[EPIC] Faster performance for parquet predicate evaluation for non selective filters #7456

alamb · 2025-04-29T15:05:05Z

Is your feature request related to a problem or challenge? Please describe what you are trying to do.

Related to Enable parquet filter pushdown by default datafusion#3463 in DataFusion.

When evaluating filters on data stored in parquet, you can:

Use the with_row_filter API to apply predicates during the scan
Read the data and apply the predicate using the filter kernel afterwards

Currently, it is faster to use with_row_filter for some predicates and filter for others. In DataFusion we have a configuration setting to choose between the strategies (filter_pushdown, see apache/datafusion#3463) but that is a bad UX as it
means the user must somehow know which strategy to choose, but the strategy changes

In general the queries that are slower when with_row_filter is used:

The predicates are not very selective (e.g. they pass more than 1% of the rows)
The filters are applied to columns which are also used in the query result (e.g. the a filter column is also in the projection)

More Background:

The predicates are provides as a RowFilter (see docs for more details)

RowFilter applies predicates in order, after decoding only the columns required. As predicates eliminate rows, fewer rows from subsequent columns may be required, thus potentially reducing IO and decode.

Describe the solution you'd like

I would like the evaluation of predicates in RowFilter (aka pushed down predicates) to never be worse than decoding the columns first and then filtering them with the filter kernel

We have added a benchmark #7401, which hopefully can

cargo bench --all-features --bench arrow_reader_row_filter

Describe alternatives you've considered
This goal will likely require several changes to the codebase. Here are some options:

The text was updated successfully, but these errors were encountered:

alamb · 2025-04-30T18:57:54Z

I just spoke with @XiangpengHao -- from my perspective the current status is:

Parquet decoder / decoded page Cache #7363: blocked on getting some benchmark results that show the decoded page cache improves performance; Then we can proceed / merge the page cache change
In paralell / then we can move on to working on a better representation for RowFilter (Adaptive Parquet Predicate Pushdown Evaluation #5523 / Consider removing skip from RowSelector #7450 / RowSelection::and_then is slow #7458)
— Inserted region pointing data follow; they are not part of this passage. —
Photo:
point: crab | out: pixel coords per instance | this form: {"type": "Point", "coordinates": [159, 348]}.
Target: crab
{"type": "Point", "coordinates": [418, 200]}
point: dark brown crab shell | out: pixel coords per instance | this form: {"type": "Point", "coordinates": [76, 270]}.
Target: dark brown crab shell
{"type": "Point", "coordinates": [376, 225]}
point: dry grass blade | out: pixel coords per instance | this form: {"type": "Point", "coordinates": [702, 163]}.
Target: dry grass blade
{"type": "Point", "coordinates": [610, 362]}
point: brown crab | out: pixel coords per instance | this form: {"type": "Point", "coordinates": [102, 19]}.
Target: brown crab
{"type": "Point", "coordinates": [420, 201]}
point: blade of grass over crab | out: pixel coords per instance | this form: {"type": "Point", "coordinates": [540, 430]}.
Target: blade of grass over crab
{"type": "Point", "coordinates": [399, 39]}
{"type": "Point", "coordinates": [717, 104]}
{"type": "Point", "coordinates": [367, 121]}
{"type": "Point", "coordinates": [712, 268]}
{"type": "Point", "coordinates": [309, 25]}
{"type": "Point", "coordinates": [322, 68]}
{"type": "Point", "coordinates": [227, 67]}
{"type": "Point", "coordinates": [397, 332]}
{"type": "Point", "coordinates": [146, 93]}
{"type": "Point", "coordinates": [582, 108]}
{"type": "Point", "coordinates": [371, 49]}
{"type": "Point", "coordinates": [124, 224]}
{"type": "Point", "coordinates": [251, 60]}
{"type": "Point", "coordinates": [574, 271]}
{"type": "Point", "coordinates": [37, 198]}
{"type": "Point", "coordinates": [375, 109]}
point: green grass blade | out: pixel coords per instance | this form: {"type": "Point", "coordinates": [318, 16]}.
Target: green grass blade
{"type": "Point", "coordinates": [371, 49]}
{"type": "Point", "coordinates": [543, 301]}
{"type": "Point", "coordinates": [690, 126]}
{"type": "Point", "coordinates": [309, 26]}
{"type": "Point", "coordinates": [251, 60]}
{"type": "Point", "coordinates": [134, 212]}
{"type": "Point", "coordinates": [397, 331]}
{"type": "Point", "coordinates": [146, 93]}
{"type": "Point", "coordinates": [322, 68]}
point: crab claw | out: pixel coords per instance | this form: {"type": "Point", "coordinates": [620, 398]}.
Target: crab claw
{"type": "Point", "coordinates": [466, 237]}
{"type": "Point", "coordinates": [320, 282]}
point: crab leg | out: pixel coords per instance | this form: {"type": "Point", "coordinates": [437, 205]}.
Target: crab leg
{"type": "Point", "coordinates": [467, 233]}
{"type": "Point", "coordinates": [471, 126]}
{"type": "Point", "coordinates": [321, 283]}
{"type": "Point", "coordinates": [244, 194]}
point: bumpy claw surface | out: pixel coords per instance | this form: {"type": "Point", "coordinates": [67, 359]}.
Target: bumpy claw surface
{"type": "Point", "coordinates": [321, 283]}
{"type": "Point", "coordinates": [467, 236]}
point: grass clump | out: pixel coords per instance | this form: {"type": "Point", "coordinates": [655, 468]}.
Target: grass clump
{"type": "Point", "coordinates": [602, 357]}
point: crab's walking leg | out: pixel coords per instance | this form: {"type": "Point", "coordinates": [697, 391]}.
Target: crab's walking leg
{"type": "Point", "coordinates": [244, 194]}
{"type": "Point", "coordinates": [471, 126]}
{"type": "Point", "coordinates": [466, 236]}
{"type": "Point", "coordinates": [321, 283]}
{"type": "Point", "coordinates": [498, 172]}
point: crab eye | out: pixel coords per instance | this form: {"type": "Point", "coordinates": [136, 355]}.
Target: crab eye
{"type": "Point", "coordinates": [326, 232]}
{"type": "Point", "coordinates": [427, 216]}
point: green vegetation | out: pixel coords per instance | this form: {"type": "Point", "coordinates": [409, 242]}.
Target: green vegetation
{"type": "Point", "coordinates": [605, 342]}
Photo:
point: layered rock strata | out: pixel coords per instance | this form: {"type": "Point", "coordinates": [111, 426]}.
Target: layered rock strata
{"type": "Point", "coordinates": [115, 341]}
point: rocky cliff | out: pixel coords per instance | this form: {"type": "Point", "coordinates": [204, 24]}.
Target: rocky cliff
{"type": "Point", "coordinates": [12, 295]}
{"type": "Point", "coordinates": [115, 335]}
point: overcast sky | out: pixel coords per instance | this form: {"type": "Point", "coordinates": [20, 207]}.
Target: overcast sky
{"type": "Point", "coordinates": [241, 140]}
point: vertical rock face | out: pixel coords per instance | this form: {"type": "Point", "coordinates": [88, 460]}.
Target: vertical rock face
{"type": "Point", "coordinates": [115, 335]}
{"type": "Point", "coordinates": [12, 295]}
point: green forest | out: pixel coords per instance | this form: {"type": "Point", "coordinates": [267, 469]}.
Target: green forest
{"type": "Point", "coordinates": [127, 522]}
alamb · 2025-05-08T17:25:37Z

Fascinatingly, Clickbench released a blog post recently about their parquet pushdown work

https://clickhouse.com/blog/clickhouse-and-parquet-a-foundation-for-fast-lakehouse-analytics

Possibly even more interesting is that they link to a master's thesis from Peter Boncz's group about how to quickly evaluate predicates during Parquet Decoding: https://homepages.cwi.nl/~boncz/msc/2018-BoudewijnBraams.pdf

This thesis directly addresses some of the work we are considering (though they only consider Selection masks (bitmask) and Selection Vector (selected indices)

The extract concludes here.